Жизнь продленная (Виноградов) - страница 111

Вероятно, самое большое скопление едущего народа образовалось на просторной площади перед морским вокзалом. Получилось что-то похожее на великий цыганский табор, но только не было в нем ни лошадей, ни телег, ни шатров, ни гитар. Просто лежали на земле прикрытые чем придется пожитки и возле них ютились, к ним жались семьи — малые и средние, с малыми и взрослыми детьми. Люди жили здесь, как видно, не первый день, потому что свободно ориентировались в своем горестном поселении, уверенно передвигаясь там по каким-то переулочкам и канальчикам. Все там беспрерывно шевелилось, гомонило; где-то сердито переругивались, а где-то вроде бы даже пели. Гул стоял несмолкаемый и плотный, как на хорошей ярмарке, только что не было на этой ярмарке ни веселья, ни каруселей, ни глиняных соловьев, а была лишь неустроенность и тревога, да еще витало в воздухе нетерпеливое желание двинуться дальше…

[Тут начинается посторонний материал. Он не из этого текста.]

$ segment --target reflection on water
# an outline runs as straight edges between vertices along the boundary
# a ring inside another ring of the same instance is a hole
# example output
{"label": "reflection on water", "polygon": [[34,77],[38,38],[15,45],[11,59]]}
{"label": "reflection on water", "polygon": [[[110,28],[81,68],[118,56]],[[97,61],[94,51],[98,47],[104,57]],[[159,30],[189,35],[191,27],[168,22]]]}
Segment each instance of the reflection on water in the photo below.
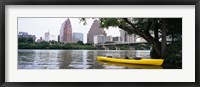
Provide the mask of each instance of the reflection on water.
{"label": "reflection on water", "polygon": [[161,69],[96,61],[96,56],[149,58],[149,54],[148,50],[18,50],[18,69]]}

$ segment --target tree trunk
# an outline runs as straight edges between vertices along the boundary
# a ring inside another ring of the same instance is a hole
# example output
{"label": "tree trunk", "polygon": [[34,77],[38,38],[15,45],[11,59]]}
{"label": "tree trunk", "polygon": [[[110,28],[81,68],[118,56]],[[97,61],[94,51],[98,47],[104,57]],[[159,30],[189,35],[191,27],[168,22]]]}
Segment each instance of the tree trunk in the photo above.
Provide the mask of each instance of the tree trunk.
{"label": "tree trunk", "polygon": [[161,57],[164,58],[165,56],[165,49],[166,49],[166,19],[162,21],[162,42],[161,42]]}

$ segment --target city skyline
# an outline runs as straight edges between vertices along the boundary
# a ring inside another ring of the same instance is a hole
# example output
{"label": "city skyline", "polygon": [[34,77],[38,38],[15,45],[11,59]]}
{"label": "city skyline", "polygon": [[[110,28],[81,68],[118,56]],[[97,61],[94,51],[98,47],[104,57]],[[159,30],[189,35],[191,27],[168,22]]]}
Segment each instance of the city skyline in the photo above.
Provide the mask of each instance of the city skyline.
{"label": "city skyline", "polygon": [[[42,37],[44,39],[44,33],[49,32],[50,35],[58,37],[60,35],[60,29],[68,18],[18,18],[18,32],[27,32],[35,35],[36,40]],[[83,42],[87,43],[87,34],[95,19],[88,19],[87,24],[80,23],[80,18],[69,18],[72,27],[72,33],[83,33]],[[108,36],[120,36],[119,28],[104,29]],[[56,41],[58,39],[56,38]]]}

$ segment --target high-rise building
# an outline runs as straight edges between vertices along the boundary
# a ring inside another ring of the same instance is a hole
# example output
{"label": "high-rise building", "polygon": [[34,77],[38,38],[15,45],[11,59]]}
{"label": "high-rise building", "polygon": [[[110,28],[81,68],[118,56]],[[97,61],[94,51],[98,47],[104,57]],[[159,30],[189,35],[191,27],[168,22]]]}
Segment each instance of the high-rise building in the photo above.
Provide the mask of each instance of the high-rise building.
{"label": "high-rise building", "polygon": [[104,35],[95,35],[94,36],[94,44],[102,44],[110,42],[110,36],[104,36]]}
{"label": "high-rise building", "polygon": [[72,35],[73,42],[83,41],[83,33],[74,32]]}
{"label": "high-rise building", "polygon": [[88,31],[87,34],[87,43],[94,43],[94,36],[95,35],[104,35],[106,36],[106,32],[100,28],[100,21],[99,20],[95,20],[90,28],[90,30]]}
{"label": "high-rise building", "polygon": [[35,35],[29,35],[27,32],[19,32],[18,38],[24,37],[24,38],[32,38],[34,41],[36,39]]}
{"label": "high-rise building", "polygon": [[58,35],[58,42],[60,42],[60,35]]}
{"label": "high-rise building", "polygon": [[42,41],[43,41],[42,37],[40,37],[40,39],[37,40],[37,42],[42,42]]}
{"label": "high-rise building", "polygon": [[49,32],[45,32],[44,33],[44,41],[49,41],[50,40],[50,33]]}
{"label": "high-rise building", "polygon": [[72,42],[72,27],[71,22],[67,19],[60,29],[60,42],[71,43]]}
{"label": "high-rise building", "polygon": [[121,37],[113,37],[113,42],[120,43],[122,41]]}
{"label": "high-rise building", "polygon": [[28,35],[28,33],[27,32],[19,32],[18,35]]}
{"label": "high-rise building", "polygon": [[122,43],[124,42],[129,42],[129,43],[132,43],[132,42],[136,42],[136,36],[134,34],[132,35],[129,35],[127,31],[125,30],[120,30],[120,37],[122,38]]}
{"label": "high-rise building", "polygon": [[56,41],[56,35],[50,35],[50,40]]}

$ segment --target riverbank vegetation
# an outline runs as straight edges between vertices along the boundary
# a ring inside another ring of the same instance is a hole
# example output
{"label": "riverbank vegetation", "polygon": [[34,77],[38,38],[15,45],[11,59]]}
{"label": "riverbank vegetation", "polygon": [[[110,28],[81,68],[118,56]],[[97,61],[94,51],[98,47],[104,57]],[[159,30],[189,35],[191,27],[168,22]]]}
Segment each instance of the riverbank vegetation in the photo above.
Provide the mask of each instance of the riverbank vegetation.
{"label": "riverbank vegetation", "polygon": [[[118,27],[145,39],[151,58],[182,67],[182,18],[97,18],[102,28]],[[87,18],[82,18],[86,24]]]}
{"label": "riverbank vegetation", "polygon": [[32,38],[18,38],[18,49],[96,49],[92,44],[84,44],[82,41],[77,43],[61,43],[57,41],[35,42]]}

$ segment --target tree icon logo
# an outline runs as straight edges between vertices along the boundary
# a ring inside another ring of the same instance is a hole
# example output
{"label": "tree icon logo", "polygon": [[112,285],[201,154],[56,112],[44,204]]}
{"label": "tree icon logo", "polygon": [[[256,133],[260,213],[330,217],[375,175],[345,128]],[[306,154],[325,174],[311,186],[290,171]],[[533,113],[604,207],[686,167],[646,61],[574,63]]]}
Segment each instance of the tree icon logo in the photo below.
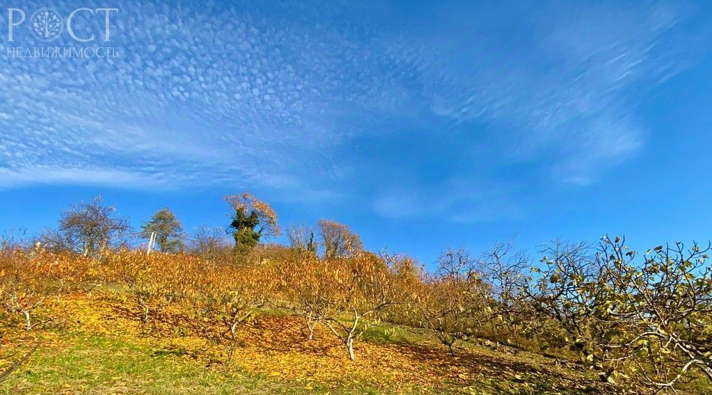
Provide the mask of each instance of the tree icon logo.
{"label": "tree icon logo", "polygon": [[40,9],[30,18],[32,35],[41,41],[51,41],[62,33],[64,21],[54,9]]}

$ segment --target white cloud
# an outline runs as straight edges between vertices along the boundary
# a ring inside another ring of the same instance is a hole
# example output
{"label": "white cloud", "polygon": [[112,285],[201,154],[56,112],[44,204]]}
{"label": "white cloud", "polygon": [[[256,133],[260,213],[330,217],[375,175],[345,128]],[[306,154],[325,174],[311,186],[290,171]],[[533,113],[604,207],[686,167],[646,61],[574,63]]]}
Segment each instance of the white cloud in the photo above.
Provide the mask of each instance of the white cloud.
{"label": "white cloud", "polygon": [[[485,123],[496,160],[588,184],[644,145],[631,93],[679,70],[671,31],[686,17],[656,3],[417,16],[258,8],[125,4],[117,58],[0,63],[0,185],[229,183],[333,198],[356,177],[334,169],[348,167],[335,152],[400,122],[439,133]],[[487,182],[503,191],[440,209],[457,208],[461,221],[520,215],[507,188]],[[427,205],[414,188],[377,197],[375,209],[417,214]]]}

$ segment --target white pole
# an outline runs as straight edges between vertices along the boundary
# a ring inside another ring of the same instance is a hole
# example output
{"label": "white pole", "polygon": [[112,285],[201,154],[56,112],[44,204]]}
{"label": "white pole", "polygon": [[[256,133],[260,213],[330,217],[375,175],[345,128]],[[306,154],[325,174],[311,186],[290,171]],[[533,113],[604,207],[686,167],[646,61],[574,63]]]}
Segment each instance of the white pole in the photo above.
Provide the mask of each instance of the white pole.
{"label": "white pole", "polygon": [[153,243],[156,241],[156,232],[151,232],[151,237],[148,238],[148,249],[146,250],[146,253],[151,253],[151,250],[153,248]]}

Начал накрапывать дождик, который уже давно назревал в душноватом воздухе города. Шум и передвижения на привокзальной площади сразу усилились. Подобно муравьям, приводящим в «дождевую готовность» свое коллективное жилище, люди на площади засуетились, забегали вокруг своих микромуравейничков, поправляя на них брезенты или плащ-палатки — песчано-линялые советские и зверо-пятнистые немецкие, натягивали и на себя что-нибудь непромокаемое, собирались целыми семьями под одну столовую клеенку. По проходам побежали небыстрые людские ручейки, стекаясь к вокзалу, но там, в дверях, очень скоро образовалась запруда. Движение ручейков в таборе-поселении сперва приостановилось, затем повернуло вспять: люди покорно возвращались под свои семейные укрытия или под деревья, что росли на площади…

8

— Героические непоседы, — скажет об этих людях Глеб Тихомолов в пригородном поезде на обратном пути в казарму. — Без таких половина Земли осталась бы незаселенной.

— Крым не остался бы, — заметит тут Лена.

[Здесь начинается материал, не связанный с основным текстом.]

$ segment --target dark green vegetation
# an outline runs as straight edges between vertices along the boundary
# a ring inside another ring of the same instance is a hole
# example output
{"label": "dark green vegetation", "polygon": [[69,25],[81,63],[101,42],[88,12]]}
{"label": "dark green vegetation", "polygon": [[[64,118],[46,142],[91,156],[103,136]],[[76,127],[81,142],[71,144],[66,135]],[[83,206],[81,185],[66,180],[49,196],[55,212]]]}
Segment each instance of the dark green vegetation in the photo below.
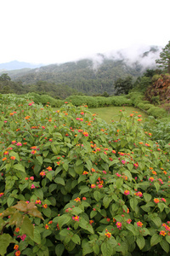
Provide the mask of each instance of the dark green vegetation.
{"label": "dark green vegetation", "polygon": [[[157,50],[151,47],[143,54],[143,61]],[[8,71],[13,82],[8,81],[5,86],[1,83],[0,92],[25,94],[33,91],[61,99],[78,94],[103,96],[127,94],[133,87],[136,79],[148,67],[143,67],[139,61],[130,63],[121,54],[119,59],[109,59],[102,55],[99,55],[99,62],[86,59],[31,70]],[[123,90],[120,90],[122,84]]]}
{"label": "dark green vegetation", "polygon": [[161,122],[150,118],[151,135],[138,113],[108,125],[85,106],[53,111],[28,96],[1,95],[0,107],[2,256],[168,255]]}
{"label": "dark green vegetation", "polygon": [[120,113],[122,111],[125,111],[127,116],[134,113],[136,113],[137,115],[141,115],[142,119],[145,119],[148,116],[144,112],[140,111],[139,108],[133,107],[107,107],[99,108],[89,108],[89,111],[92,113],[96,113],[99,118],[105,120],[108,124],[111,124],[115,121],[119,121]]}
{"label": "dark green vegetation", "polygon": [[[60,85],[0,76],[0,255],[168,255],[168,79],[147,70],[114,83],[124,95],[68,87],[64,101]],[[88,109],[112,106],[111,124]]]}

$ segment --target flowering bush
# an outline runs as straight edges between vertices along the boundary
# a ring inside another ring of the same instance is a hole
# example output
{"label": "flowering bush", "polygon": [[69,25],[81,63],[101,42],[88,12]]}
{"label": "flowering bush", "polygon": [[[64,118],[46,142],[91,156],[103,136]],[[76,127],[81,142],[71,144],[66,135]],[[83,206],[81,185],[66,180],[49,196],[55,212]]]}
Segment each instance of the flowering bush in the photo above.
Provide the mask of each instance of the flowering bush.
{"label": "flowering bush", "polygon": [[107,125],[85,106],[0,104],[1,255],[168,253],[168,147],[136,113]]}

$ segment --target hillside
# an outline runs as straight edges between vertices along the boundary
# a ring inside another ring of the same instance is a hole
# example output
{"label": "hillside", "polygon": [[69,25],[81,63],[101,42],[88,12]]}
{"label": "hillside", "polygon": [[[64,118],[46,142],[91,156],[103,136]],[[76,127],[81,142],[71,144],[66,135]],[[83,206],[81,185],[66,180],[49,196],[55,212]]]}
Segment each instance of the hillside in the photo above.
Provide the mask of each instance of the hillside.
{"label": "hillside", "polygon": [[115,55],[98,54],[91,59],[64,64],[52,64],[34,69],[8,72],[11,79],[23,84],[37,84],[40,81],[61,86],[68,86],[88,95],[114,94],[114,82],[127,76],[137,78],[147,68],[153,68],[153,59],[159,49],[150,47],[131,59],[125,52]]}

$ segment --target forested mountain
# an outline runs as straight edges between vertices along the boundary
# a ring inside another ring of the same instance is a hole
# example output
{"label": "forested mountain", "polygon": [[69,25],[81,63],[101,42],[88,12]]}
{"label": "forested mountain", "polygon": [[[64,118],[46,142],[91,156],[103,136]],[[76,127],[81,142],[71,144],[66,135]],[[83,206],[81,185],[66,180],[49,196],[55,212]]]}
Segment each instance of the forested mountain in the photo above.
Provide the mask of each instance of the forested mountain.
{"label": "forested mountain", "polygon": [[122,52],[117,52],[116,56],[99,54],[92,59],[6,73],[13,81],[20,81],[25,87],[24,90],[30,91],[31,87],[34,91],[48,91],[49,94],[65,89],[70,90],[71,94],[99,95],[107,92],[111,95],[115,92],[114,83],[118,79],[128,76],[135,79],[147,68],[153,68],[153,61],[149,61],[150,55],[152,55],[152,58],[156,55],[156,58],[158,52],[158,48],[150,47],[133,61]]}

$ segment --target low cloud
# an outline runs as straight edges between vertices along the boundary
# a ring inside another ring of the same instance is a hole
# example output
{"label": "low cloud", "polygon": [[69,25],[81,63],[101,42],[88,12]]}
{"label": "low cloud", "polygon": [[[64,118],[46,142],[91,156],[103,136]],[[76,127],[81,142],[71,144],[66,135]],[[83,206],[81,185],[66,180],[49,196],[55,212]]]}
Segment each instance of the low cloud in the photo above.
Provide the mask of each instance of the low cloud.
{"label": "low cloud", "polygon": [[97,69],[105,59],[122,60],[132,67],[139,64],[144,68],[156,67],[156,60],[159,58],[162,47],[150,45],[133,45],[119,50],[96,54],[89,58],[93,61],[93,68]]}

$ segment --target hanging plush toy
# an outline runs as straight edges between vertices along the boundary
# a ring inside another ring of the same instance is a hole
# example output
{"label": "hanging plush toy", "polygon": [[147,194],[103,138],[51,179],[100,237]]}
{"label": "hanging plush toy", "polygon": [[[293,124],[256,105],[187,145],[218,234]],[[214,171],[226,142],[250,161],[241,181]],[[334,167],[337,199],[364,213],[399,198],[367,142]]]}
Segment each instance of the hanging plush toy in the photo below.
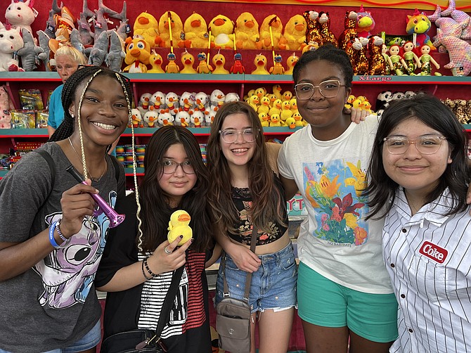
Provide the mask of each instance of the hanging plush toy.
{"label": "hanging plush toy", "polygon": [[250,12],[243,12],[236,20],[234,33],[238,49],[261,49],[259,24]]}
{"label": "hanging plush toy", "polygon": [[191,41],[191,48],[207,48],[209,35],[206,21],[201,15],[193,11],[185,21],[183,30],[185,39]]}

— Твой Крым… — проговорит Глеб, полуобнимет Лену и положит ее голову к себе на плечо. — Твои волосы и здесь пахнут степью и солнцем.

— Тогда ты говорил еще — и радостью.

— Ты запомнила?

— Я все помню.

Глеб покачает головой, но соврать насчет радости не сможет…

Они уезжали из Владивостока, твердо решив больше не появляться здесь до самого дня посадки на пароход. За что-то обижались на этот город, как будто у него только и было забот, что благодетельствовать троим крымским путникам, случайно оказавшимся на его улицах. У него ведь была еще и своя собственная жизнь — не только заботы о проезжающих. Но проезжающие и приезжие никогда не помнят об этом.